One of the cool things about doing new installations is the ability to pick up on some of the latest gotchas. During a recent deployment of a greenfield I came across an oddity when adding the SSO Identity Source for the AD infrastructure. I went through the normal motions of adding the identity source and everything seemed fine then…BAM…try to login with AD credentials and suddenly received an error that the client was not authenticated to the VMware Inventory Service.

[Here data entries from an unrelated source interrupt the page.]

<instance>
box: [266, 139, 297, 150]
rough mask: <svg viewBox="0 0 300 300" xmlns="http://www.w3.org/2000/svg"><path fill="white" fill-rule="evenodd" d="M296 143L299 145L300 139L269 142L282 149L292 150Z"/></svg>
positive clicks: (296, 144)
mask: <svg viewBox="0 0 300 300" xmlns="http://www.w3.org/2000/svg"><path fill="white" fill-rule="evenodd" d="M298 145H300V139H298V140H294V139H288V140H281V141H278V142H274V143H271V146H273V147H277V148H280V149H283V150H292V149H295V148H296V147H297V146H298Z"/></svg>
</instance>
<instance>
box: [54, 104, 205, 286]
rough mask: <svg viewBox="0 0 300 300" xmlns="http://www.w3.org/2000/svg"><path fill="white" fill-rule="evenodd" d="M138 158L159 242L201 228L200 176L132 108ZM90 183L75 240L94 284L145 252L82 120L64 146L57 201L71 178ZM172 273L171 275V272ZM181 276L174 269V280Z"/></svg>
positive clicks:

That definitely is not good…empty inventory when trying to get around in vCenter. I went through the typical motions of troubleshooting and found that it only happened during the AD credential logins. That leads one to believe that the issue is directly related to SSO and AD authentication, right? Exactly! So what happens next? You run to the AD guys and say, AD authentication is failing between SSO and AD…they say everything is fine (Of course). When digging into the logs we see the following error in ds.log:
[2013-11-15 11:05:25,593 pool-11-thread-1 ERROR com.vmware.vim.vcauthenticate.servlets.AuthenticationHelper] Invalid user com.vmware.vim.dataservices.ssoauthentication.exception.InvalidUserException: Domain does not exist: NT AUTHORITY
NT AUTHORITY???? That isn’t a domain. Next we need to dig a little deeper into another log file. Let’s take a look at vmware-sts-idmd.log. We would see a similar error like so:
2013-11-15 11:35:25,326 WARN [ActiveDirectoryProvider] obtainDcInfo for domain [NT AUTHORITY] failed Failed to get domain controller information for NT AUTHORITY(dwError - 1212 - ERROR_INVALID_DOMAINNAME)
Ok, so we now see this NT AUTHORITY domain reference in multiple places. So let’s take a look at the SAML strings being passed. To find this we needed to look into the vmware-identity-sts.log file. In this file we can search for NT AUTHORITY or the login credentials you were using and we see the following:
<saml2:AttributeValue xsi:type="xs:string">vsential.net\Domain Adminsvsential.net\ESX Admins**NT AUTHORITY\Claims Valid**saml2:AttributeValue>vsential.net\Denied RODC Password Replication Groupvsphere.local\Administratorsvsphere.local\Everyone
There is the NT AUTHORITY culprit…great! So now that we found it, what do we do to fix it? Come to find out the NT AUTHORITY\Clams Valid addition to the SAML token is caused by something new to Server 2012 Active Directory Group Policy. If you go into your GPO Editor and look in your Default Domain Policy and look at: Computer Configuration -> Administrative Templates -> System -> KDC -> KDC support for claims, compound authentication and Kerberos armoring. This policy will be enabled. From what I have been told, this policy is new to Server 2012 Active Directory. This particular policy is what is adding that NT AUTHORITY\Claims Valid to the SAML strings. Disable this policy and refresh the GPO on the vCenter management VMs and VIOLA!!!! Everything works like normal!
Now this may not be a complete fix but it at least seems complete. More testing will find if this fix is completely valid but it did fix my environment. Before disabling this policy be sure to touch base with your local AD gurus and get an impact assessment before doing so. Hope this helps you out as this took me a while to find and fix. Good luck!